Проехав немного, ямщик мой сказал: "А вот и Никольское!" — и указал мне кнутовищем на небольшую деревеньку, вправо от дороги, расположенную на совершенно ровном месте, на самом припеке, и не защищенную ни одним деревцем от солнца. При взгляде на эту кучку почерневшего и полусгнившего леса, с закопченной соломой наверху, мной овладело тоскливое чувство.

Барский дом, длинный и неуклюжий, в один этаж, с мезонином в середине с полукруглым окном, выкрашенный темно-желтой краской, с зелеными ставнями и красной крышей, стоял несколько в стороне от деревни, окруженный службами и покривившимся некрашеным решетчатым забором, перед небольшим прудом, поросшим осокой и с одного края подернутым плесенью. Перед домом и за домом несколько тоненьких молодых полузасохших деревьев, а несколько в стороне от дома значительное пространство срубленного леса.

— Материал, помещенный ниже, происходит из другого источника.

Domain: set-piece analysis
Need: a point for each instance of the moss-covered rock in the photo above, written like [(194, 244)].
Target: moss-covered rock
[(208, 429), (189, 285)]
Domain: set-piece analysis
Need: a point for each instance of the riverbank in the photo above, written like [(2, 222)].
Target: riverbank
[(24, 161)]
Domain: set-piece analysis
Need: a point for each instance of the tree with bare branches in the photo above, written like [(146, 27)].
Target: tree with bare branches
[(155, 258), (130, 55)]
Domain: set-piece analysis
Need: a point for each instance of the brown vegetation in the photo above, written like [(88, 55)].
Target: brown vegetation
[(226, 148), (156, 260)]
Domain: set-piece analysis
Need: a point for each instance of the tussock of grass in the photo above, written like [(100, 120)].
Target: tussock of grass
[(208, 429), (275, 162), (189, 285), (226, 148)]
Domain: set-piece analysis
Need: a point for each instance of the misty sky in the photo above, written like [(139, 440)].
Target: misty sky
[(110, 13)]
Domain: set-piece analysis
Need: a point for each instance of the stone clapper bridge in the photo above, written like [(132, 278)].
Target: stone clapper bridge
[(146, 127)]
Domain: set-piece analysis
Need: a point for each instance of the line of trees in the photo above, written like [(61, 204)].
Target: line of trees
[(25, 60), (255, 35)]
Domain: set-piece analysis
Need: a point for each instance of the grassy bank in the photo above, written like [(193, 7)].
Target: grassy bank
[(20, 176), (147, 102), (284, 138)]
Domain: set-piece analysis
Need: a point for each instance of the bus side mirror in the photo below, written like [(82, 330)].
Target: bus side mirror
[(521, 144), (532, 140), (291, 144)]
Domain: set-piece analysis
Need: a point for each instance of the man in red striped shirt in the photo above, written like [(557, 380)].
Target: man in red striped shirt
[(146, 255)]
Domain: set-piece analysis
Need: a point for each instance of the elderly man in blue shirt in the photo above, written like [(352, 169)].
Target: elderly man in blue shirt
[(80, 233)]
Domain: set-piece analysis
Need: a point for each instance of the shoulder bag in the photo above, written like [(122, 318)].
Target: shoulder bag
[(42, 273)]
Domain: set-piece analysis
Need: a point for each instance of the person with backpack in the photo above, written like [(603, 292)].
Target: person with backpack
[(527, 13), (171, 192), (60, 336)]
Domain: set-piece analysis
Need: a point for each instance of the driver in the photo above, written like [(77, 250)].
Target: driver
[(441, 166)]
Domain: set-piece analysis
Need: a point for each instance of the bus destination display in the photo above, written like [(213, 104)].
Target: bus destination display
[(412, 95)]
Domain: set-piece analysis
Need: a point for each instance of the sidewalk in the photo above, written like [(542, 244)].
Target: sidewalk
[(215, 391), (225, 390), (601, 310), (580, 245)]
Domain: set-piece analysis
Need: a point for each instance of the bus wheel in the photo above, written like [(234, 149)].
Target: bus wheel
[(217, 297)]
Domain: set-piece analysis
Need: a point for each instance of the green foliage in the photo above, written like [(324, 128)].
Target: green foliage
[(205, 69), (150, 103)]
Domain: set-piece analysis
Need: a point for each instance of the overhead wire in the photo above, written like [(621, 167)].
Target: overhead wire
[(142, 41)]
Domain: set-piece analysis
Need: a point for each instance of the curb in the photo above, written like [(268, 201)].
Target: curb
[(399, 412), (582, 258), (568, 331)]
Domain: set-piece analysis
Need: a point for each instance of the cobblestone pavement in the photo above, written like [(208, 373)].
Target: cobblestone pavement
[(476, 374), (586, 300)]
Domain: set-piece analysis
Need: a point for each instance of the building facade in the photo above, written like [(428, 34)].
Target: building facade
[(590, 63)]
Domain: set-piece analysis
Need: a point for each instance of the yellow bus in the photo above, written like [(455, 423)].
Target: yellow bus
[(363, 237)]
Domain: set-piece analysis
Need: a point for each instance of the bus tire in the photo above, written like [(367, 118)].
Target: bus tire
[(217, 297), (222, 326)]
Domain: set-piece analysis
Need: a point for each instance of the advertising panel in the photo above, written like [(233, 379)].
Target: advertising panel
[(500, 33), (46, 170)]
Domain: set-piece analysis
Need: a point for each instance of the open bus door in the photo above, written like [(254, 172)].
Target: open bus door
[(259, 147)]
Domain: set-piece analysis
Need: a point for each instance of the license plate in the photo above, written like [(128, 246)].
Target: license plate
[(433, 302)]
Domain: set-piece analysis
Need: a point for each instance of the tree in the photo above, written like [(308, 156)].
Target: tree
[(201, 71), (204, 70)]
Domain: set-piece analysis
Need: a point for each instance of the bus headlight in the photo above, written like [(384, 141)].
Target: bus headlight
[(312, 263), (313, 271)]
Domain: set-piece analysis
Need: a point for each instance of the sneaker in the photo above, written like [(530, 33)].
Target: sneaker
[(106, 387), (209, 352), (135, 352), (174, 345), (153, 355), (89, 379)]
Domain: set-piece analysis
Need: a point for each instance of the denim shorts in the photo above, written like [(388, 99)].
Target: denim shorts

Вот каково было Никольское в действительности.

Подъезжая к дому, я увидел у подъезда двух безобразных алебастровых львов, более похожих на собак, вроде тех, которые украшают ворота московских домов. На средине двора, перед подъездом, торчала клумба с длинными синими цветами, перемешанными с другими, имевшими вид желтых пуговок.

"Где же эти розы величиною с пионы?" — подумал я.

Наконец лошади остановились у подъезда. Я вылез из тарантаса и осмотрелся кругом: у одного из флигелей стоял какой-то мальчишка в грязной рубашонке, с вымазанным лицом и смотрел на меня, зевая; кроме этого мальчишки и петуха, разрывавшего землю в клумбе и от времени до времени гордо приподнимавшего свою головку с хохлом и подергивавшего ее в сторону, на дворе не было ни души человеческой. Когда я поднял ногу на ступеньку подъезда, из ближайшего к подъезду окна высунулась какая-то растрепанная и старая женская фигура и тотчас же спряталась. Я отворил дверь. В передней на прилавке лежал лакей, спавший богатырским сном и храпевший с каким-то особенным треском. Я растолкал его. Он вскочил, протер глаза и начал тупо смотреть на меня сквозь невольно и снова опускавшиеся веки, принимая меня, вероятно, за продолжение своего сна. Я насилу мог растолковать ему, что я приезжий гость, приятель его барина.

— Где же твой барин? веди меня к нему.

— Барин?.. Николай Андреич? — спрашивал он с расстановками, — вам Николая Андреича надо?.. Николай Андреич почивают.

— Все равно. Веди меня к нему.

Лакей почесался, зевнул, еще раз взглянул на меня и сказал:

— Пожалуй. Ступайте за мной.

И привел меня в комнату, стены которой были увешаны старинными граведоновскими раскрашенными женскими головками, некогда украшавшими все столичные кабинеты и потом перешедшими в провинцию. В простенке стоял стол, а на столе чернильница, разные письменные принадлежности, дагерротипный женский портрет и книжка какогото романа Пиго Лебрёня в старинном переплете — все покрытое густою пылью. Шторы в комнате были опущены, а на большом кожаном диване лежал навзничь сам барин, покрытый халатом, который сбился к его ногам, с расстегнутым воротом рубашки, из-за которой виднелась широкая грудь, заросшая густыми волосами. Грудь и живот, возвышавшийся горою, мерно колыхались от его тяжелого дыхания, оживленного небольшим носовым свистом. Рот его был полураскрыт; пот выступал на лбу крупными каплями. У головы его, на полу, лежал чубук и несколько в стороне трубка с рассыпавшимся около нее пеплом. Эта груда волновавшегося тела представляла неприятное зрелище. У меня даже дрожь пробежала при мысли, во что превратился этот некогда хорошенький мальчик, бывший в пансионе моим образцом и пленивший своими изящными манерами мою маменьку.